Only cowards insult dying majesty.

A Lion had come to the end of his days and lay sick unto death at the mouth of his cave, gasping for breath. The animals, his subjects, came round him and drew nearer as he grew more and more helpless. When they saw him on the point of death they thought to themselves: "Now is the time to pay off old grudges." So the Boar came up and drove at him with his tusks; then a Bull gored him with his horns; still the Lion lay helpless before them: so the Ass, feeling quite safe from danger, came up, and turning his tail to the Lion kicked up his heels into his face. "This is a double death," growled the Lion.

Townsend version

A lion, worn out with years and powerless from disease, lay on the ground at the point of death.

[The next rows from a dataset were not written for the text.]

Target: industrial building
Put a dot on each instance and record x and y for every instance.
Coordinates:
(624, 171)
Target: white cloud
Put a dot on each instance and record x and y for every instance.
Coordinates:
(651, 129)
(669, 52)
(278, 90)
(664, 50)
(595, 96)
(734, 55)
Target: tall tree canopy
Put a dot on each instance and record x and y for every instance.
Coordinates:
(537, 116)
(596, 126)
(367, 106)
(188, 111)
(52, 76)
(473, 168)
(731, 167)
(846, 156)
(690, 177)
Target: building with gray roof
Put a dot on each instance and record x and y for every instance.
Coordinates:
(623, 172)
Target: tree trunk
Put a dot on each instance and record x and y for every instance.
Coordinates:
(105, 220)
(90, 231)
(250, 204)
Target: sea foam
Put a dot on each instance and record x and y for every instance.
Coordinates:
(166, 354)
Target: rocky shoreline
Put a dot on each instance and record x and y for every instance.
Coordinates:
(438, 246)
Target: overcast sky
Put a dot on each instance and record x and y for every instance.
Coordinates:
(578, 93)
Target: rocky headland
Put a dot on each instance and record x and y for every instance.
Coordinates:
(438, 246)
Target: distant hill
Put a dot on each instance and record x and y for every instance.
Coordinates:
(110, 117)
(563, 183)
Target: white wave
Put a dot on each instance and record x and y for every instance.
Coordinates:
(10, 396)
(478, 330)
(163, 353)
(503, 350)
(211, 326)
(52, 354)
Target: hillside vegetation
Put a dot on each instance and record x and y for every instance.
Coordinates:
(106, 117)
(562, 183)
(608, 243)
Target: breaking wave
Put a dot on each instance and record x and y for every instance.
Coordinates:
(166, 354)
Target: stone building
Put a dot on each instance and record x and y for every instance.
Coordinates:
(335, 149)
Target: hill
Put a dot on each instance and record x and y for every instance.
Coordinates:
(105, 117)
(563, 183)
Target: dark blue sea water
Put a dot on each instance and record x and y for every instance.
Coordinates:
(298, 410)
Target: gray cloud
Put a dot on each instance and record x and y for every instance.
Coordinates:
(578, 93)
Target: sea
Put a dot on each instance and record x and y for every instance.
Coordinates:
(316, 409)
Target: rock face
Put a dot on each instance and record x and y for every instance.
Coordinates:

A Boar rushed upon him, and avenged with a stroke of his tusks a long-remembered injury. Shortly afterwards the Bull with his horns gored him as if he were an enemy. When the Ass saw that the huge beast could be assailed with impunity, he let drive at his forehead with his heels. The expiring Lion said, "I have reluctantly brooked the insults of the brave, but to be compelled to endure such treatment from thee, a disgrace to Nature, is indeed to die a double death."

L'Estrange version

A lion that in the days of his youth and strength, had been very outrageous and cruel, came in the end to he reduced by old age, and infirmity, to the last degree of misery, and contempt: insomuch that all the beasts of the forrest; some out of insolence, others in revenge, some in fine, upon one pretence, some upon another, fell upon him by consent. He was a miserable creature to all intents and purposes; but nothing went so near the heart of him in his distress, as to find himself batter'd by the heel of an asse.

Moral

A Prince that does not secure friends to himself while he is in power and condition to oblige them, must never expect to find friends, when he is old and impotent, and no longer able to do them any good. If he governs tyrannically in his youth, he will be sure to be treated contemptuously in his age; and the baser his enemies are, the more insolent, and intolerable will be the affront.